I think employees are missing the buzz and the thing of being on campus in busy cities, so I think they will all come back soon. Some are waiting for the whole ecosystem to open, the daycare centers, the schools and the other facilities that were not fully open until last year. So, there wasn’t a complete change in the employer-employee relationship, but there has been a change in this flexible remote virtual working, which comes with its challenges. 

Q. Recent news suggests that employees are not ready to return to the office. What is your view on this, and what steps will you take to tackle this while getting your employees back to the office?

I wouldn’t call it resistance, but they’ve got to start getting people back because there have been some issues, and it’s the question of managing this whole transition. So, what we have done is, as a company, we have asked employees in the cities to start with any two days in the office. The idea is to get the teams talking and connecting physically once or twice a week to sort out any problems. We have to be conscious of the need for flexibility and be aware that some profiles can be handled remotely. 

So, in the end, this will be more of a hybrid kind of work, where there will be some group of people who will work from the office fully, while there will be others who will probably come 2-3 times a week.

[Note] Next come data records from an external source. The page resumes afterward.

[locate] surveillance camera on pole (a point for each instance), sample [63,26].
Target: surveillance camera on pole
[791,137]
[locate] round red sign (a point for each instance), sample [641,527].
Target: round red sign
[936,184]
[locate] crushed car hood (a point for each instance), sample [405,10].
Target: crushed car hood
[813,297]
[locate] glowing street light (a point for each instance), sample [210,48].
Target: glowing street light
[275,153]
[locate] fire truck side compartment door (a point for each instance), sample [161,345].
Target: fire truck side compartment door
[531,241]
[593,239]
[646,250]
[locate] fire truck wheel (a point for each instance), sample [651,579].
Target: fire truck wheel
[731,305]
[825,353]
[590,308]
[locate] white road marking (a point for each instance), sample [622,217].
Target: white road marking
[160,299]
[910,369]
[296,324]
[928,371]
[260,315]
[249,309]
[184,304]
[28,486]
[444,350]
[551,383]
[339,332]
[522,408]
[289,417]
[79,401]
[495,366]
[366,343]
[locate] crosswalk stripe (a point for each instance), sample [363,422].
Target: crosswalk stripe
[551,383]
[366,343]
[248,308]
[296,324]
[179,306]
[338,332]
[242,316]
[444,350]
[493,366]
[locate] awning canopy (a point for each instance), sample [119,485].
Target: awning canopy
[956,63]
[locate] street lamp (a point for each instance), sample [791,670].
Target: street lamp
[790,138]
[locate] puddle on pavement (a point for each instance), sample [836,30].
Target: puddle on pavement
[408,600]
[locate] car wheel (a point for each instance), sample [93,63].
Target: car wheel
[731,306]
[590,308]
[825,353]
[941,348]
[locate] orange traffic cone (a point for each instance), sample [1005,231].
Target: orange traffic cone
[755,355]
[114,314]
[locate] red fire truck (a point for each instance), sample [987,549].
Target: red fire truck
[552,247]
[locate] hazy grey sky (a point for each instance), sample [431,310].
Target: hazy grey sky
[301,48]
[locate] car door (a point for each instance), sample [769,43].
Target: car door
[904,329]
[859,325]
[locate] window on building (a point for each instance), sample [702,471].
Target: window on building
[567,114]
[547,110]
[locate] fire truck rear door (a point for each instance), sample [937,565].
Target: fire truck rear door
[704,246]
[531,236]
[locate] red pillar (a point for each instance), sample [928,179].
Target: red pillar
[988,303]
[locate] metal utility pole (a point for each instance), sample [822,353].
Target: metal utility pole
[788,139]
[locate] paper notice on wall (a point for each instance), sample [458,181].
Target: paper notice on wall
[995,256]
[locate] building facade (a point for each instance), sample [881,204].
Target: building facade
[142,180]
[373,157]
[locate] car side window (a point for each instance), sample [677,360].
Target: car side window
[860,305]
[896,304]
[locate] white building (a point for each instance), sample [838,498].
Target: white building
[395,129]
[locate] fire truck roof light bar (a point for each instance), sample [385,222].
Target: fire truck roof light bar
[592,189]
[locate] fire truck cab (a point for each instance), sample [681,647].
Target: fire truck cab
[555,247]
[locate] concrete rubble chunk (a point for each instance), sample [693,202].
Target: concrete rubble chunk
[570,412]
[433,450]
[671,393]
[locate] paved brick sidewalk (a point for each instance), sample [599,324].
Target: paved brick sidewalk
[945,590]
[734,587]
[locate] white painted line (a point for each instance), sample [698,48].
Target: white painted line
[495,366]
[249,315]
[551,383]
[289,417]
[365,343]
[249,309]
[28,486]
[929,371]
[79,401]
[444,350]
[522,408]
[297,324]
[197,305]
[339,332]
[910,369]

Depending on the profile, we probably will have a mix of all. I think it’s a mix of what the team likes, what the client wants, what the job does, and the flexibility needs of the individuals, so we’ll have to put all of this together. I think it’ll evolve, and slowly, people will do what is best for them, their careers, and their personal needs.

Watch the full interview: In Conversation with Krishnamurthy Shankar, Group Head – HR, Infosys

About Krishnamurthy Shankar

Krishnamurthy Shankar is the Group Head of Human Resource Development at Infosys. In this role, he is responsible for envisioning employee experience and driving the talent and organization strategy. Shankar has over 30 years of experience and has led HR functions in organizations like Bharti Airtel, Philips, Hindustan Unilever and Unilever. In his wide ranging experience in these organizations, he has facilitated transformation and capability development. Shankar holds a postgraduate diploma in HR from XLRI, Jamshedpur, India and has received an executive certificate in Strategy and Organization from the Stanford Graduate School of Business, and a doctorate in Business Administration from Aston University. Shankar is the author of ‘Catalyse – Power Up your People Ecosystem’, a much acclaimed play book for HR, blogs occasionally on LinkedIn , and is passionate about exploring new ideas in HR and organizational development and sharing them. A football enthusiast, he also likes trekking and running.